MANHATTAN, Kan. — A federal appeals court has dismissed a lawsuit filed by two former Kansas State University journalism students over the removal of the campus newspaper’s adviser, saying the two do not have a First Amendment claim because they are no longer students at the university.
Ron Johnson was removed as director of student publications and adviser to reporters and editors on the Kansas State Collegian in 2004. He and two student editors, Katie Lane and Sarah Rice, sued Todd Simon, then director of the journalism school, and Stephen E. White, the dean of arts and sciences.
Johnson, who was assigned other duties and remains an assistant journalism professor, sought to be reinstated. The students argued his removal was a response to criticism of the newspaper’s coverage and affected their First Amendment rights. But U.S. District Judge Julie A. Robinson dismissed the case.
Lane and Rice appealed, but Johnson did not. On July 26, a three-judge panel of the 10th U.S. Circuit Court of Appeals declared the case moot because Lane and Rice had graduated from the university.
“Because defendants can no longer impinge upon plaintiffs’ exercise of freedom of the press, plaintiffs’ claims for declaratory and injunctive relief are moot,” the panel said in its ruling in Lane v. Simon.
The court noted that there is an exception to mootness claims “for cases that are ‘capable of repetition, yet evading review.’” But the panel concluded that Lane and Rice’s case did not meet this exception.
“Because only KSU students serve as editors of the Collegian, there is no reasonable expectation that Lane and Rice will be subjected, post-graduation, to censorship by defendants in connection with that newspaper,” the panel said. “Thus, we can carve out no exception to the mootness doctrine for their claims.”
First Amendment advocates criticized the 10th Circuit’s ruling, saying it could have detrimental effects on future cases.

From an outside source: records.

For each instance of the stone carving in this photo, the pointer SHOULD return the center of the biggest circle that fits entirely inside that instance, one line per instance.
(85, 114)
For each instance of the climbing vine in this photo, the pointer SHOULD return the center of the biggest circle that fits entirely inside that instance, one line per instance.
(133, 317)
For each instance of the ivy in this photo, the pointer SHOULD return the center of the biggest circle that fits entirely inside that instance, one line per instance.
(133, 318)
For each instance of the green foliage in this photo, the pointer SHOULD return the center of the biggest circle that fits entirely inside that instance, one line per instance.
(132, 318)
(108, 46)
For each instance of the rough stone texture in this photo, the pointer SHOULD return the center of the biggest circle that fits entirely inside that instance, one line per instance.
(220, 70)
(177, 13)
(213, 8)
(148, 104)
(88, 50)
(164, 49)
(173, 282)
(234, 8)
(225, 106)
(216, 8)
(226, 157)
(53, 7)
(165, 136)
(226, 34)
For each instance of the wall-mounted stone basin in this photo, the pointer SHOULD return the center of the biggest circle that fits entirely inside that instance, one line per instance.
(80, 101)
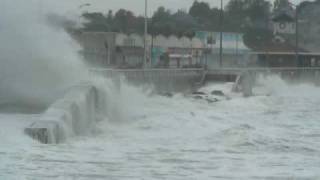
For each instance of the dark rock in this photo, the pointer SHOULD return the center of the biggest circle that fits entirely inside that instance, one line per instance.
(217, 93)
(167, 94)
(212, 100)
(197, 97)
(198, 93)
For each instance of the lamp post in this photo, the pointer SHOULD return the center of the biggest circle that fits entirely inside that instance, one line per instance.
(145, 33)
(296, 33)
(81, 7)
(221, 35)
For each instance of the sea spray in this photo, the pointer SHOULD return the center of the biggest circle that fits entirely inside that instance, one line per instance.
(38, 62)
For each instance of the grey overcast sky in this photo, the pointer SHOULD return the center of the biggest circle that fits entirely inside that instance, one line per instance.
(137, 6)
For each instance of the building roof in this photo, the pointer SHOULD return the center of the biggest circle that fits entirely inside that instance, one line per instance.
(274, 47)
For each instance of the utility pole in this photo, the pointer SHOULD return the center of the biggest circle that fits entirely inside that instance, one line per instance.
(221, 35)
(296, 33)
(145, 34)
(297, 37)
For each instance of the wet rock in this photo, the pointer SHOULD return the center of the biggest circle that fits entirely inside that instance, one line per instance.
(198, 93)
(217, 93)
(212, 100)
(167, 94)
(198, 97)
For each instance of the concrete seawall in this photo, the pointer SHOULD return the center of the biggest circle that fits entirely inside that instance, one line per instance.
(162, 80)
(74, 114)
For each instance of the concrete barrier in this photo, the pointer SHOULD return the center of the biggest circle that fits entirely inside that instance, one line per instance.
(74, 114)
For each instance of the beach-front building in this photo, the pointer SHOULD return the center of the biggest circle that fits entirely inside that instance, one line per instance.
(107, 49)
(234, 52)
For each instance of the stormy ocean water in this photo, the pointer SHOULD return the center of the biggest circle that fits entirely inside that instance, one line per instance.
(272, 135)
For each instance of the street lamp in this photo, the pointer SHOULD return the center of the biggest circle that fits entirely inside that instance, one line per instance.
(221, 35)
(296, 32)
(145, 33)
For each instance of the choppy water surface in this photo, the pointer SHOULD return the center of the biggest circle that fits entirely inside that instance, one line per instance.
(274, 135)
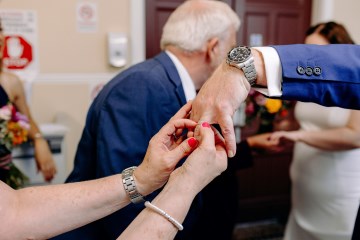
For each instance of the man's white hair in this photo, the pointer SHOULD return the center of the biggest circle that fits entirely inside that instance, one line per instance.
(195, 22)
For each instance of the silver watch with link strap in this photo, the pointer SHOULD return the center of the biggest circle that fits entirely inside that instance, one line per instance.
(130, 186)
(242, 58)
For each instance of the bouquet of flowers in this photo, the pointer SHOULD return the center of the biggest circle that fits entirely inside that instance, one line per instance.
(14, 128)
(265, 110)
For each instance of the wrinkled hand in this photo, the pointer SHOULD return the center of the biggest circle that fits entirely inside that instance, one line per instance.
(44, 160)
(206, 162)
(264, 142)
(219, 98)
(164, 151)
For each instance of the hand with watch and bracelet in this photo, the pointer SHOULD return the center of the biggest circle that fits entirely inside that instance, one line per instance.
(77, 204)
(226, 89)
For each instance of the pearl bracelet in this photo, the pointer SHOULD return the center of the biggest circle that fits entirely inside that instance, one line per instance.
(164, 214)
(37, 135)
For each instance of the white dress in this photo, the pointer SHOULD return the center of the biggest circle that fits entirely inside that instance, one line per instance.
(325, 184)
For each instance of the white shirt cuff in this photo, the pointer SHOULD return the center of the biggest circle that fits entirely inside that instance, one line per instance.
(273, 72)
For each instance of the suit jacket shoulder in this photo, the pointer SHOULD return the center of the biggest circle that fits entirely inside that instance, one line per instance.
(328, 74)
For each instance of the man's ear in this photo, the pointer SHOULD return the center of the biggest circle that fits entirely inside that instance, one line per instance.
(212, 49)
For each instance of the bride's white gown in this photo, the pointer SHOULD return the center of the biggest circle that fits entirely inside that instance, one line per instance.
(325, 184)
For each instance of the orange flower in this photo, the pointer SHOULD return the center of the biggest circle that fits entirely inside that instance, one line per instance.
(273, 105)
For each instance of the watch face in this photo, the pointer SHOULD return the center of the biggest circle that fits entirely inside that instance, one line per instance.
(239, 54)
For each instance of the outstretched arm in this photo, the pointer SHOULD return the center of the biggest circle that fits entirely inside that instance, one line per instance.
(44, 212)
(201, 167)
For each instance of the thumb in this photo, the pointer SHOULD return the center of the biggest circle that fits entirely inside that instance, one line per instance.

“The court created a standard for mootness that makes it impossible for virtually any student to make a First Amendment claim because they will graduate before their case is concluded,” said Mark Goodman, executive director of the Student Press Law Center, in an article on the group’s Web site. “It’s just plain wrong,” he added.
The 10th Circuit’s ruling “has provided would-be administrative censors with a pernicious incentive for delaying punishment based on speech until just before the student speakers graduate — or even just expelling the students outright,” wrote William Creeley of the Foundation for Individual Rights in Education in an entry on the group’s blog, The Torch. “By allowing schools to evade judicial review of their punitive responses to speech simply by timing the application of their punishments until a student’s graduation is imminent, it seems the [10th] Circuit has pointed administrators towards an inviting loophole to the First Amendment that we fear they will be all too eager to exploit.”
Rice expressed disappointment at the court’s ruling.
“This is something we’ve put energy and our heart into for three years now, so it’s definitely disappointing, confusing and frustrating to get this far and for our case to not even be heard on its merits,” Rice was quoted as saying by the SPLC.
Several free-speech and -press organizations, including the SPLC and FIRE, had filed an amicus brief with the 10th Circuit in support of Lane and Rice.
The panel’s ruling vacates the district court decision but remands the case to the lower court with instructions to dismiss.
Rice said she and Lane were deciding how to proceed, but their “initial thought” was to ask the full 10th Circuit to hear the case, the SPLC reported.